Créase
o no, la democracia argentina cumple 20 años. Créase o no,
yo y muchos como yo, nacidos alrededor de 1960, ya podemos decir que hemos
vivido en democracia prácticamente la mitad de nuestras vidas.
Algo que dicho en 1980, por ejemplo, hubiera sonado como una fantasía
extraterrestre, una infracción escandalosa (y completamente inverosímil)
a las reglas más evidentes de la realidad. Y sin embargo yo y muchos
como yo seguimos sin poder pronunciar esa constatación de manera
desnuda, directa, sin relativizarla con la prudencia, la desconfianza,
el sarcasmo o el cinismo de ese par de comillas. Puede, en efecto, que
la democracia no sea más que eso: la neurosis hecha régimen
político. El ejercicio perpetuo (ya no el padecimiento) de la insuficiencia,
la decepción, la insatisfacción, el desencanto. Lo que no
es poco dicen algunos para un país tan tentado por
el éxtasis de la psicosis como la Argentina. Si fuera así,
la democracia sería para esos borderlines que somos los argentinos
una suerte de disciplina terapéutica global, encargada de reemplazar
la intensidad heroica de los abismos (y sobre todo la necesidad de esa
intensidad) por la monotonía más pampeana de una negociación
diaria entre partes, hecha de pormenores modestos, siempre al borde del
sopor y el burocratismo administrativo pero también, a la vez,
siempre previsible.
Puede ser. El problema, claro, es la manera idiosincrática que
la Argentina tiene de interpretar, y ejecutar, ese libreto tan tedioso
y tan razonable. Quizá para fomentar su prestigio como plaza turística
ante los extranjeros, que vienen hasta aquí hasta la Plaza
de Mayo ensangrentada, las fábricas recuperadas, las asambleas
barriales, los clubes de trueque, las vidrieras blindadas de los bancos
como quien visita una de las últimas reservas de pasión
del mundo, la Argentina se pregunta: ¿por qué elegir una
cosa? ¿Por qué quedarnos con la anemia y renunciar a la
psicosis? ¿Por qué no tenerlo todo? (Tal vez ése
sea el sentido secreto del slogan que arrulló nuestras infancias:
Argentina es un país que lo tiene todo. Todo: la combinación
más perfecta de catástrofe y de resignación, de irracionalidad
y de conformismo no todos los climas, los paisajes y las materias
primas, el folleto con el que nos tuvieron engañados durante
años.)
Una vez más, el Todo Argentino ha quedado a la vista intenso
y desolador, payasesco y deprimente con las últimas elecciones
presidenciales, un folletín que nos reveló, entre otras
cosas, qué puede salir de la cruza telúrica de psicosis
y management democrático. Sale... suspenso. Esa triste emoción
de telefilm es todo lo que parece depararnos hoy la política. Hay
nuevo presidente y no es Menem: en esa patética conclusión
de reality show era tan obvio que el bueno de Kirchner iba a ganar
como que el depravado de Menem era la única razón por la
que veíamos el programa descansa todo nuestro entusiasmo.

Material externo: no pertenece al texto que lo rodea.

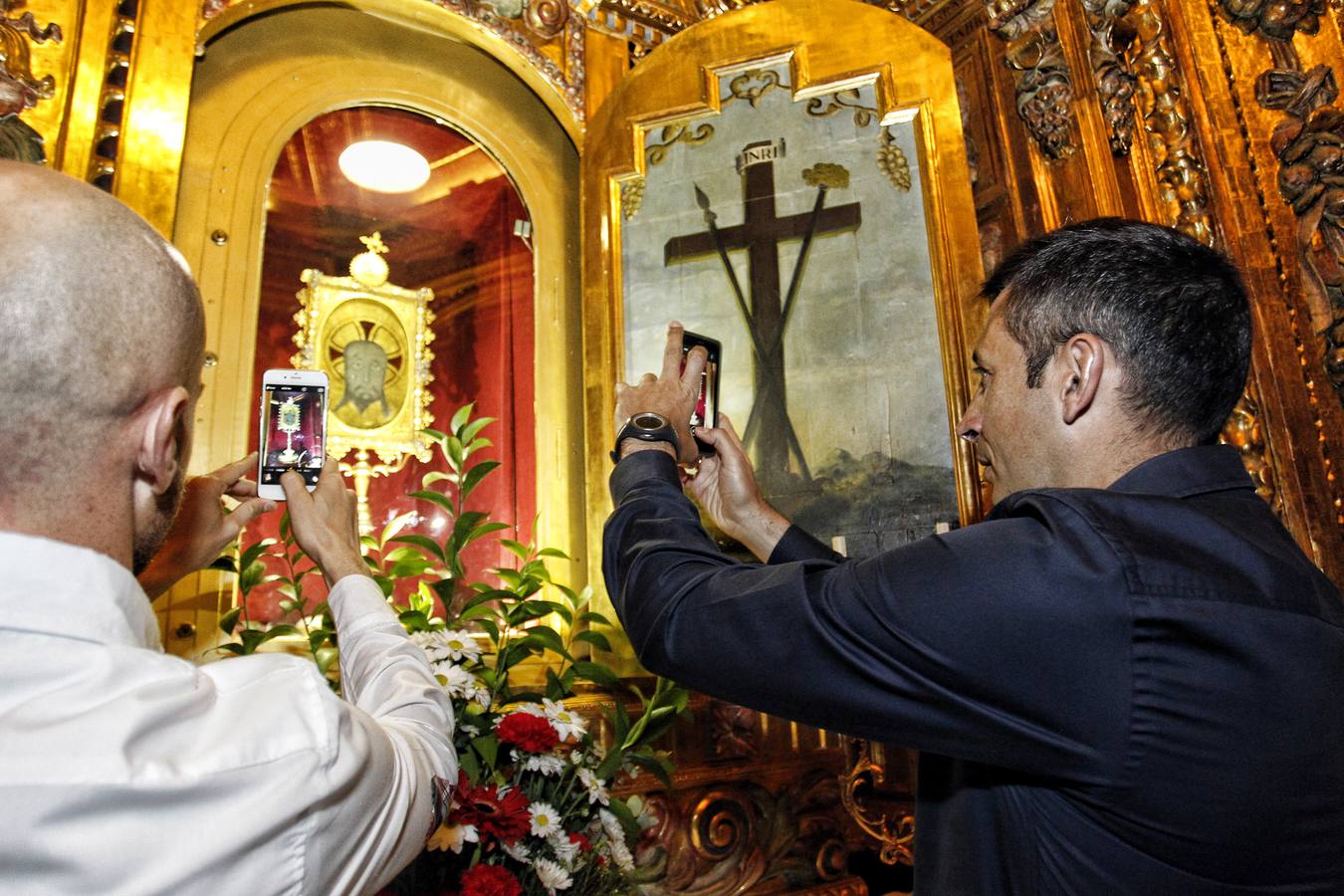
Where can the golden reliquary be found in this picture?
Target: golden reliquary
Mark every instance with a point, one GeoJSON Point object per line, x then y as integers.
{"type": "Point", "coordinates": [372, 340]}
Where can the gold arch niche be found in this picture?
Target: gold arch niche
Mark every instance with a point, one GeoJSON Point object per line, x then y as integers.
{"type": "Point", "coordinates": [262, 80]}
{"type": "Point", "coordinates": [829, 45]}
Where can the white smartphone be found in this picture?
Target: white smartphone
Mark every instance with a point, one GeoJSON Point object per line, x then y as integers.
{"type": "Point", "coordinates": [293, 429]}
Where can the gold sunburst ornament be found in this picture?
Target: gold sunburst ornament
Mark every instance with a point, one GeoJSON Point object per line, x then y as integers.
{"type": "Point", "coordinates": [372, 340]}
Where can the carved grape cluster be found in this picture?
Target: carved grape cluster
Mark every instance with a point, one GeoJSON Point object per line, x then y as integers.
{"type": "Point", "coordinates": [893, 162]}
{"type": "Point", "coordinates": [1275, 19]}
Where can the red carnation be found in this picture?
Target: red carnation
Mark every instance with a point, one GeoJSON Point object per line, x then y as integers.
{"type": "Point", "coordinates": [533, 734]}
{"type": "Point", "coordinates": [490, 880]}
{"type": "Point", "coordinates": [503, 817]}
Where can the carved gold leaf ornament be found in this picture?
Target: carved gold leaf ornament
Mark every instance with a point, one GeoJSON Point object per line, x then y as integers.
{"type": "Point", "coordinates": [657, 149]}
{"type": "Point", "coordinates": [841, 101]}
{"type": "Point", "coordinates": [753, 85]}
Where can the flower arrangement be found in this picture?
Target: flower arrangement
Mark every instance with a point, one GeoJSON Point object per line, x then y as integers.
{"type": "Point", "coordinates": [533, 808]}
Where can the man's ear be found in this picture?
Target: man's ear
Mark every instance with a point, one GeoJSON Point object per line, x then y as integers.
{"type": "Point", "coordinates": [1085, 365]}
{"type": "Point", "coordinates": [161, 427]}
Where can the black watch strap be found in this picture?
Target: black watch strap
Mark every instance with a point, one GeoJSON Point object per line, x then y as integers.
{"type": "Point", "coordinates": [647, 426]}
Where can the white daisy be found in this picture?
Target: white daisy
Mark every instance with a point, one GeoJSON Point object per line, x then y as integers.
{"type": "Point", "coordinates": [597, 791]}
{"type": "Point", "coordinates": [567, 724]}
{"type": "Point", "coordinates": [564, 848]}
{"type": "Point", "coordinates": [461, 645]}
{"type": "Point", "coordinates": [546, 821]}
{"type": "Point", "coordinates": [545, 764]}
{"type": "Point", "coordinates": [552, 875]}
{"type": "Point", "coordinates": [615, 840]}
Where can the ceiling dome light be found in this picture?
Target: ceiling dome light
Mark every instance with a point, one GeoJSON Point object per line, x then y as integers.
{"type": "Point", "coordinates": [383, 166]}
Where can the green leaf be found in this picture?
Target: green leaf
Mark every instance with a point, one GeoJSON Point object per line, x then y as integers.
{"type": "Point", "coordinates": [488, 747]}
{"type": "Point", "coordinates": [437, 499]}
{"type": "Point", "coordinates": [473, 476]}
{"type": "Point", "coordinates": [460, 416]}
{"type": "Point", "coordinates": [595, 618]}
{"type": "Point", "coordinates": [414, 621]}
{"type": "Point", "coordinates": [595, 638]}
{"type": "Point", "coordinates": [610, 766]}
{"type": "Point", "coordinates": [429, 546]}
{"type": "Point", "coordinates": [229, 621]}
{"type": "Point", "coordinates": [556, 688]}
{"type": "Point", "coordinates": [549, 638]}
{"type": "Point", "coordinates": [253, 553]}
{"type": "Point", "coordinates": [437, 476]}
{"type": "Point", "coordinates": [515, 549]}
{"type": "Point", "coordinates": [560, 608]}
{"type": "Point", "coordinates": [326, 657]}
{"type": "Point", "coordinates": [595, 673]}
{"type": "Point", "coordinates": [225, 564]}
{"type": "Point", "coordinates": [453, 449]}
{"type": "Point", "coordinates": [473, 429]}
{"type": "Point", "coordinates": [486, 528]}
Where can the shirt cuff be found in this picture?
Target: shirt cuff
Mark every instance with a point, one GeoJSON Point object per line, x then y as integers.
{"type": "Point", "coordinates": [357, 603]}
{"type": "Point", "coordinates": [797, 546]}
{"type": "Point", "coordinates": [640, 466]}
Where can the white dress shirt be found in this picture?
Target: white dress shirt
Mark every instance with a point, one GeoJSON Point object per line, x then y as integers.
{"type": "Point", "coordinates": [123, 770]}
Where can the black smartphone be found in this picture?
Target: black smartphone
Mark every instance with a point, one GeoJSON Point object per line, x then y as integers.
{"type": "Point", "coordinates": [707, 406]}
{"type": "Point", "coordinates": [293, 429]}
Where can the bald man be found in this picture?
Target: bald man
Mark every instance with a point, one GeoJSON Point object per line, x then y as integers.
{"type": "Point", "coordinates": [123, 770]}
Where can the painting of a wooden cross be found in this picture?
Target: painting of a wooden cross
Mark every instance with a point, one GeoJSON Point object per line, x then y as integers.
{"type": "Point", "coordinates": [769, 434]}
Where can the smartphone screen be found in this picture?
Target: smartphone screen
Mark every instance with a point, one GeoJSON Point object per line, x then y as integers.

Uno de los pocos entusiasmos que es capaz de producir una democracia que
en 20 años sólo contribuyó a expandir tres maquinarias:
la maquinaria del mercado (que destituyó a las instituciones públicas),
la de los encuestadores (que destituyó todo principio de reflexión)
y la de la televisión (que destituyó toda otra forma de
narrar nuestra experiencia). Me temo que sólo alguien que milite
en alguno de estos tres gremios privilegiados festejará con algún
alborozo el próximo 10 de diciembre.